62. Tegen de utopieën
van de wereldwijde solidariteit
De Kerk, trouw aan het gebod van de broederlijke liefde, kan de ideologieën van de haat en de minachting alleen maar afwijzen. Maar dat betekent niet dat zij haar goedkeuring hecht aan de ideologieën of politieke systemen die de universele vrede of het mondialisme prediken.
Vóór Christus hadden bepaalde (pantheïstische) denkstromingen de wereld al willen voorstellen als een geheel en de mensheid als een solidair en broederlijk lichaam; maar omdat zij niets bijdroegen tot de praktische verwezenlijking daarvan, versterkten zij slechts de hoogmoed van de wijzen en het despotisme van de vorsten. In de periode van de christenheid waren er visionairen – overigens ketters – die voorspelden dat er een nieuwe orde van wereldbroederschap voor de deur stond, die zou geboren worden uit de geestelijke en sociale revolutie waartoe zij opriepen. En in onze “post-christelijke” tijd is de religie van de solidaire en broederlijke mensheid één van de overheersende ideologieën geworden.
1. Onze tijdgenoten doen alsof ze een nieuwe wereldorde kunnen construeren met als enige basis de universele natuur, een politieke orde van vrijheid, gelijkheid en broederlijkheid. Die zonder het christelijk geloof opgebouwde orde zal uiteraard oneindig veel beter zijn dan de christenheid. Ze zal het werk zijn van de rede en de menselijke goedheid. Haar naam: de wereldwijde democratie.
2. Die onbegrensde filantropie, die het verleden afwijst en alleen oog heeft voor een toekomst in het absolute, weigert de zonde en de genade te erkennen, net als de fysieke en morele ellende van de mensheid van gisteren en de godsdiensten en sociale verplichtingen die daaraan probeerden te verhelpen. Dat wordt allemaal als nonsens en als achterhaald beschouwd. In de toekomst zal er geen God of duivel meer zijn, geen erfzonde of Verlossing, maar enkel nog een natuurlijke, menselijke, wetenschappelijk gedefinieerde orde, zeer strikt, onberispelijk en volmaakt. Wat onder alle mensen zonder onderscheid zal heersen, is een volkomen gelijkheid, een onbegrensde vrijheid die enkel op het algemeen welzijn gericht is en bijgevolg een volledige broederlijkheid.
3. Zelfs als de godsdienst getolereerd wordt in de privésfeer en het aan de Kerk toegestaan wordt om voor de geestelijke animatie van die wereldwijde democratie te zorgen, dan belet dat allemaal niet dat er voor God, zoals Hij door Jezus Christus geopenbaard is en onderwezen wordt door het onfeilbaar leergezag van de Kerk, in dit project geen plaats is.
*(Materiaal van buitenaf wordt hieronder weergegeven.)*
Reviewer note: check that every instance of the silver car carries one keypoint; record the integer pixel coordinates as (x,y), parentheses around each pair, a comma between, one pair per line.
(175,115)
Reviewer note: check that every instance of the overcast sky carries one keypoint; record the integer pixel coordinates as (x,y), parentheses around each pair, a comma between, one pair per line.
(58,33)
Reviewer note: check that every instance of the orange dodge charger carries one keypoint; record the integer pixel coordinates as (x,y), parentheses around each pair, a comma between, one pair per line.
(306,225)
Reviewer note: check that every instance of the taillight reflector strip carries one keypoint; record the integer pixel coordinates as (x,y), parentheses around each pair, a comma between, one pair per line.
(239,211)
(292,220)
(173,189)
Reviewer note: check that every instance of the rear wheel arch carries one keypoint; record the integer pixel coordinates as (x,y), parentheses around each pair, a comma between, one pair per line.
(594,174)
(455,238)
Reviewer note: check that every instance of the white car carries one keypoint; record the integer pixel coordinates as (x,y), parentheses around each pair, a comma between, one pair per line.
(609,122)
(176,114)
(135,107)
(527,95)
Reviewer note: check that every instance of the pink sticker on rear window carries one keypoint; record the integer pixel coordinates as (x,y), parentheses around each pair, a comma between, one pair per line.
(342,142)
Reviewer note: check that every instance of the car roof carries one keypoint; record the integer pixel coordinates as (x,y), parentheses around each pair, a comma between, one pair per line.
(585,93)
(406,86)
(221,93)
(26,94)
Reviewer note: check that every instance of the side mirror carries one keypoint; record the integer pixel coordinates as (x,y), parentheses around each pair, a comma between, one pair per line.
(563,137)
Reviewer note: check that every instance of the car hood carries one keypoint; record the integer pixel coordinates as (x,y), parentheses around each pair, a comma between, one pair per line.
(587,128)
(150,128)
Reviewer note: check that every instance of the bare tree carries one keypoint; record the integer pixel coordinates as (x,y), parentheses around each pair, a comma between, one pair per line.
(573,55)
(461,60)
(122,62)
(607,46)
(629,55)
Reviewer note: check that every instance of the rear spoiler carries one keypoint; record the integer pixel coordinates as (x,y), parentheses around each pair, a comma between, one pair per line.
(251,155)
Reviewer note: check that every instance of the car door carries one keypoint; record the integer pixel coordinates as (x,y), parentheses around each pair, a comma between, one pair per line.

Sterker nog, men stelt Hem voor als de rampzalige veroorzaker van het kwaad vermits Hij, door het te verbieden, het juist aan de mens bekendmaakte. Door de predestinatie en het uitdelen van genade en zaligheid overeenkomstig zijn wilsbeschikking heeft Hij op onrechtvaardige wijze ongelijkheid, dwang en discriminatie ingesteld.
Christus en heel zijn leer, heel zijn werk worden verafschuwd en bestreden omdat zij de veroordeling inhouden van elke nieuwe poging om een toren van Babel op te richten. Het christendom moet vernietigd en voorgoed vergeten worden om de humanistische droom te kunnen realiseren! Ook de mens zelf, de concrete individuele mens en geen abstractie, wordt uitgesloten, verminkt en opgeofferd aan de eisen van de universele orde. Samen met hem gaat het spontane leven van de traditionele beschaafde samenlevingen, in hun fraaie verscheidenheid van zeden en wetten, op de schop. Alles moet wijken voor het totalitarisme van de Grote Principes en het kille monster van de Wereldstaat.